O Senado italiano adiou para hoje à noite ou amanhã de manhã a votação final do Orçamento do Estado, de que depende a sobrevivência do Governo de Romano Prodi. A coligação de centro-esquerda tem uma maioria tangencial e está dependente da incerta coesão dos seus senadores. Se a Lei Financeira passar, será uma derrota para Silvio Berlusconi. Se for chumbada, a demissão de Prodi é inevitável. Deverá suceder-lhe um governo "técnico" e um período dominado pelo debate da reforma da lei eleitoral. A fragilidade da maioria governamental foi ilustrada na terça-feira, quando os três liberais-democratas, do antigo primeiro-ministro Lamberto Dini, fizeram aprovar uma emenda da oposição sobre o financiamento da investigação universitária. Dini ameaça agora chumbar outra disposição, a limitação do salários dos gestores das empresas públicas, por a considerar antiliberal. Mantém em segredo o voto final sobre o orçamento.Também entre os aliados comunista há ameaças veladas. Todos têm presente a queda do anterior executivo de Prodi, numa votação sobre a política externa, em Fevereiro passado, graças à "deserção" de três senadores da maioria.
"Uma lei não escrita da política italiana diz que os governos nunca caem no dia do juízo. (...) A emboscada, para ser eficaz, deve ser inesperada e fulminante: se foi anunciada, perde subitamente grande parte da sua força". Por isso, os bookmakers apostam na vitória de Prodi sobre Berlusconi
A campanha de Berlusconi para fazer cair Prodi nesta votação pode transformar-se num bumerangue contra ele.

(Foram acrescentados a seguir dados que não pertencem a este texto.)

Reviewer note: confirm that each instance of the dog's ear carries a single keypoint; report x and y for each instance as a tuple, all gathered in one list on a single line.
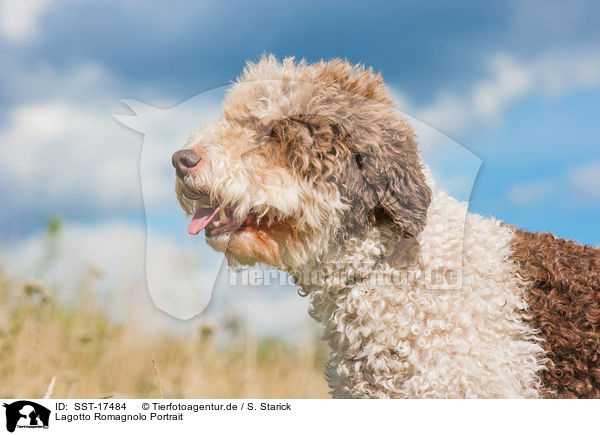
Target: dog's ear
[(394, 171), (386, 181)]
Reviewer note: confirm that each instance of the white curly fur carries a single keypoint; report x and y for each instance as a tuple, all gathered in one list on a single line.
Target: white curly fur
[(389, 337), (414, 341)]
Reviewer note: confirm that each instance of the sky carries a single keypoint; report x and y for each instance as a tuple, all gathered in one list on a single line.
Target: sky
[(514, 83)]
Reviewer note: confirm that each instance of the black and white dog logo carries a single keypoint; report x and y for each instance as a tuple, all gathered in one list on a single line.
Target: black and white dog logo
[(26, 414)]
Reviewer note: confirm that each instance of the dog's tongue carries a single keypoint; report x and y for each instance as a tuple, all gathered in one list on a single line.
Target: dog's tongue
[(201, 219)]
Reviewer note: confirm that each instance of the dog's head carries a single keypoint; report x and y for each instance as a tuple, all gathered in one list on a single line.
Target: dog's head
[(304, 157)]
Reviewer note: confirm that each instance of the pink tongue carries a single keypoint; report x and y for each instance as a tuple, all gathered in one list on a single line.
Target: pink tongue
[(201, 219)]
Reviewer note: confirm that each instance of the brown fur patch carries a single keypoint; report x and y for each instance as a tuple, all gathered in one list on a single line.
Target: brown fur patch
[(564, 306)]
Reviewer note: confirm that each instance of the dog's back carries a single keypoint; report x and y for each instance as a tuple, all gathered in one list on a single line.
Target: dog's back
[(564, 306)]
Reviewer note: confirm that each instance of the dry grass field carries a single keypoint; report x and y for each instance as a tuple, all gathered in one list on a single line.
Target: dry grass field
[(91, 356)]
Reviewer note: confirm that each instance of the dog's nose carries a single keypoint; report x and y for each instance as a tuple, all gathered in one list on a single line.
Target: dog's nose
[(184, 160)]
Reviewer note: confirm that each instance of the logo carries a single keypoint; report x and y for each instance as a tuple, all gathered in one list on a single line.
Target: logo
[(26, 414)]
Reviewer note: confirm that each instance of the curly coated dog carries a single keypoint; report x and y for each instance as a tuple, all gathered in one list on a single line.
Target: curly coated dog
[(312, 170)]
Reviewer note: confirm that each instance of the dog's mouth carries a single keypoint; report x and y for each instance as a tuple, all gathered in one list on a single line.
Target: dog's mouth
[(219, 221)]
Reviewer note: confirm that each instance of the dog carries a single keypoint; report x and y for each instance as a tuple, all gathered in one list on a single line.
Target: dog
[(311, 169)]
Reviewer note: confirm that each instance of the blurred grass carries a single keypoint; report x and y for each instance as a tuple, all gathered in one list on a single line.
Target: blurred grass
[(91, 355)]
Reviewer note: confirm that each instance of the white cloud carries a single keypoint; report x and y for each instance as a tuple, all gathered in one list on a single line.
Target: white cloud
[(580, 183), (57, 152), (510, 79), (19, 18)]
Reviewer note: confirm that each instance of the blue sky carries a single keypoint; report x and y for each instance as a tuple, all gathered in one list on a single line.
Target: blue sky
[(516, 83)]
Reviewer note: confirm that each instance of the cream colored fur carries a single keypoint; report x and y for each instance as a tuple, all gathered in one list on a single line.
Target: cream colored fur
[(414, 341), (388, 337)]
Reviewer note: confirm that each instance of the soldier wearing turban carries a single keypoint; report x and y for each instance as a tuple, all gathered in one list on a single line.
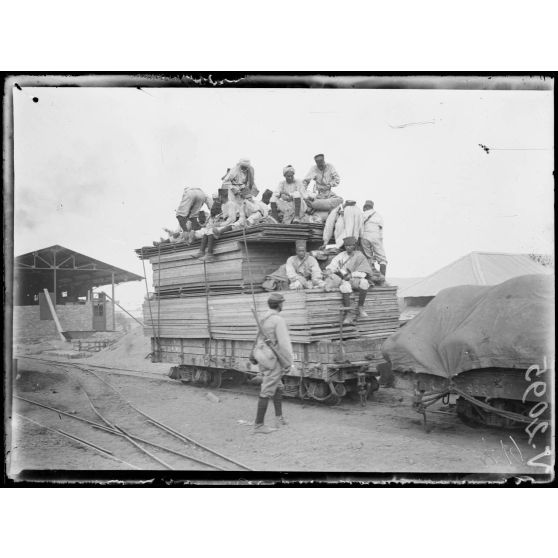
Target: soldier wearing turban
[(303, 270), (289, 198), (348, 271)]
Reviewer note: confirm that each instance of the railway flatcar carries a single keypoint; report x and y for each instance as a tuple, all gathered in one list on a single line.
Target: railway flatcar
[(200, 317)]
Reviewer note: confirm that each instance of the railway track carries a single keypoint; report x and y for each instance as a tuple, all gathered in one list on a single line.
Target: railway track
[(117, 423)]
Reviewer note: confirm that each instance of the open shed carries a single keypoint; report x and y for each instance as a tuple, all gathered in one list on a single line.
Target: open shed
[(69, 278)]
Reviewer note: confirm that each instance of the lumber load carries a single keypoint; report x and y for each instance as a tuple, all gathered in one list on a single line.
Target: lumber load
[(274, 233), (311, 315)]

O seu partido, Força Itália, convocou manifestações em várias cidades para obter cinco milhões de assinaturas a exigir eleições antecipadas. Mas os seus aliados, Gianfranco Fini, da Aliança Nacional, e Pierferdinando Casini, da União dos Democratas Cristãos e do Centro, não estão interessados em eleições antes da aprovação de uma nova lei eleitoral, que reduza a dispersão do leque partidário e o poder de chantagem dos micropartidos sobre o primeiro--ministro, de direita ou de esquerda. Mas permanecem em desacordo sobre o sistema a adoptar.A revisão da lei eleitoral interessa também ao novo Partido Democrático (centro-esquerda), que tem estado refém do impasse, pois o seu líder, Walter Veltroni, só se poderá afirmar depois do desfecho da questão orçamental.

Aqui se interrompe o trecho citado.